In 2030 wil Nederland volledig stoppen met gaswinning en in 2050 wil het land zelfs volledig CO2-neutrale elektriciteit opwekken.

Nederland – voor velen het pioniersland op het gebied van energiebeleid. Maar dit beeld is bedrieglijk. Toch begon het als een sprookje. Onuitputtelijke rijkdom lonkte toen in 1959 aardgas werd ontdekt in het gebied niet ver van Duitsland: het Slochterenveld – één van de tien grootste gasvelden ter wereld, waardoor Nederland de op één na grootste aardgasproducent van Europa werd. De staat verdiende in tientallen jaren miljarden – en stelde maximale winst boven de veiligheid van de bevolking, zoals de Nationale Veiligheidsraad in 2016 verklaarde. De buitensporige winning had immers een prijs: door het boren zakte de bodem in vele gevallen en ontstonden spanningen, met aardbevingen als gevolg. Duizenden huizen werden zwaar beschadigd. De verontwaardiging van de slachtoffers van de aardbeving is begrijpelijk, maar de plotselinge omschakeling op hernieuwbare energiebronnen heeft ook tot ernstige protesten geleid, omdat de omschakeling voor veel burgers gewoonweg bijna onmogelijk te financieren was.

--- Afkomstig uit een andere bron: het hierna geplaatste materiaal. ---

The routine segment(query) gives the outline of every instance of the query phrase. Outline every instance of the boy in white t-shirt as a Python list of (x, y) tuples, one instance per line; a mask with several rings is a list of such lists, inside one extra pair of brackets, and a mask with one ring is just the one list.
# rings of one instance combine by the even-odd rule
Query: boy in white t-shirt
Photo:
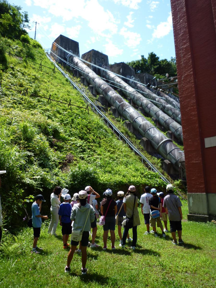
[[(88, 194), (88, 202), (90, 205), (92, 205), (92, 200), (94, 200), (96, 198), (100, 198), (100, 195), (93, 190), (91, 186), (86, 186), (85, 188), (85, 190), (87, 192)], [(92, 194), (92, 193), (94, 193)], [(97, 227), (97, 219), (96, 216), (95, 216), (94, 221), (91, 223), (91, 227), (92, 228), (92, 241), (90, 245), (90, 248), (98, 248), (100, 247), (100, 245), (96, 244), (95, 242), (96, 234), (97, 234), (97, 230), (98, 230)], [(90, 233), (91, 234), (91, 232)]]
[(144, 234), (147, 235), (150, 234), (149, 231), (150, 206), (149, 204), (149, 201), (150, 198), (152, 197), (152, 196), (149, 193), (150, 192), (150, 187), (149, 186), (146, 186), (144, 189), (144, 191), (145, 193), (141, 196), (140, 202), (141, 203), (142, 213), (144, 216), (145, 223), (146, 225), (147, 228), (147, 231), (145, 232)]

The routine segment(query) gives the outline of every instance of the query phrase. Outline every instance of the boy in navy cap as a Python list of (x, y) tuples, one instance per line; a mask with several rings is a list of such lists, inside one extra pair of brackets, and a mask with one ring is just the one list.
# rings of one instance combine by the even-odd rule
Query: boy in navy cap
[(34, 241), (33, 247), (32, 250), (32, 253), (38, 254), (39, 252), (36, 250), (37, 248), (42, 250), (37, 246), (37, 243), (38, 238), (40, 237), (41, 233), (41, 227), (42, 223), (41, 218), (47, 219), (47, 215), (42, 216), (40, 214), (41, 210), (41, 204), (42, 202), (46, 202), (43, 198), (43, 196), (41, 194), (37, 195), (35, 198), (35, 201), (31, 206), (31, 211), (32, 213), (32, 227), (34, 231)]
[(151, 190), (151, 194), (153, 197), (150, 198), (149, 201), (149, 204), (150, 206), (151, 212), (155, 210), (158, 210), (160, 212), (160, 216), (156, 218), (153, 218), (151, 215), (150, 219), (150, 223), (152, 227), (153, 231), (154, 232), (154, 236), (156, 237), (158, 237), (158, 235), (156, 230), (156, 222), (158, 227), (160, 227), (162, 232), (162, 236), (166, 237), (166, 235), (164, 232), (163, 224), (160, 220), (160, 217), (162, 216), (162, 205), (160, 198), (157, 195), (157, 190), (155, 188), (152, 188)]
[(161, 202), (161, 205), (162, 206), (162, 209), (161, 214), (162, 214), (162, 217), (161, 217), (161, 221), (163, 221), (164, 223), (164, 227), (165, 228), (164, 229), (164, 232), (168, 232), (167, 228), (167, 219), (168, 219), (168, 213), (166, 212), (165, 209), (163, 207), (163, 204), (164, 204), (164, 194), (163, 192), (159, 192), (157, 193), (157, 195), (158, 195), (159, 198), (160, 199)]
[(65, 194), (64, 196), (64, 202), (60, 204), (58, 210), (60, 226), (62, 226), (63, 248), (64, 249), (67, 249), (69, 246), (67, 243), (67, 240), (72, 231), (72, 221), (71, 220), (72, 207), (70, 204), (71, 199), (69, 194)]

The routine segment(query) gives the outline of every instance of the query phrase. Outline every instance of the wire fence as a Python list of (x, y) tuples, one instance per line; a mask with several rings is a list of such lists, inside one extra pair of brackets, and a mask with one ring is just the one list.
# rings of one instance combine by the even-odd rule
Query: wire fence
[(85, 109), (85, 111), (86, 111), (86, 110), (87, 111), (88, 114), (89, 115), (89, 111), (88, 110), (88, 105), (87, 105), (86, 107), (83, 107), (81, 106), (78, 106), (77, 105), (75, 105), (73, 104), (71, 104), (71, 100), (70, 100), (68, 103), (67, 103), (66, 102), (63, 102), (63, 101), (60, 101), (59, 100), (56, 100), (55, 99), (52, 99), (51, 98), (51, 94), (50, 94), (50, 96), (49, 97), (46, 97), (44, 96), (40, 96), (39, 95), (37, 95), (36, 94), (33, 94), (32, 93), (29, 93), (28, 92), (28, 88), (27, 88), (26, 90), (23, 91), (23, 90), (17, 90), (16, 89), (14, 89), (12, 88), (8, 87), (2, 87), (2, 80), (1, 80), (0, 82), (0, 87), (1, 87), (1, 88), (3, 88), (4, 89), (7, 89), (7, 90), (11, 90), (13, 91), (16, 91), (17, 92), (18, 92), (21, 93), (22, 95), (28, 95), (31, 96), (38, 97), (39, 98), (42, 98), (44, 99), (47, 99), (48, 100), (47, 103), (48, 104), (49, 104), (49, 103), (51, 103), (51, 101), (53, 101), (54, 102), (57, 102), (58, 103), (61, 103), (62, 104), (65, 104), (66, 105), (67, 105), (68, 107), (70, 107), (71, 109), (71, 107), (72, 106), (73, 106), (82, 109)]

Tegenwoordig mogen nieuwe gebouwen niet meer op het aardgasnet worden aangesloten, en in bestaande huishoudens moesten gaskooktoestellen worden vervangen door inductieplaten en gasketels door warmtepompen. Tegen 2023 moet 16 procent van de energievraag in het buurland worden gedekt door hernieuwbare bronnen. In 2019 was dat nog maar 8,6 procent. Zelfs met het huidige gemengde aanbod is het grootste deel van de energie nog steeds aardgas. De doelstellingen voor 2030 lijken hoog gegrepen.

Aangezien de dagen van aardgaswinning in Nederland geteld zijn, probeert het buurland van de nood een deugd te maken met ambitieuze plannen. Waterstof zal in de nabije toekomst de sleutelrol van de industrie overnemen. Van doorslaggevend belang is dat de gebruikte waterstof CO₂ -vrij wordt geproduceerd (“groene waterstof”). Blauwe waterstof, waarbij CO₂ wordt afgescheiden en permanent ondergronds wordt opgeslagen, is voor de Duitse partners eerder oninteressant. Concreet gaat het om het grootste Europese en ‘s werelds eerste groene waterstofproject tot dusver in de EU, dat zal worden opgezet uit meer dan 500 Europese projecten uit ongeveer 22 Europese lidstaten. Duitsland en Nederland zijn twee van de landen die actief bij dit project betrokken zijn. Op dit moment is de vraag echter nog onbeantwoord: waar zal blauwe of groene waterstof in significante hoeveelheden vandaan komen?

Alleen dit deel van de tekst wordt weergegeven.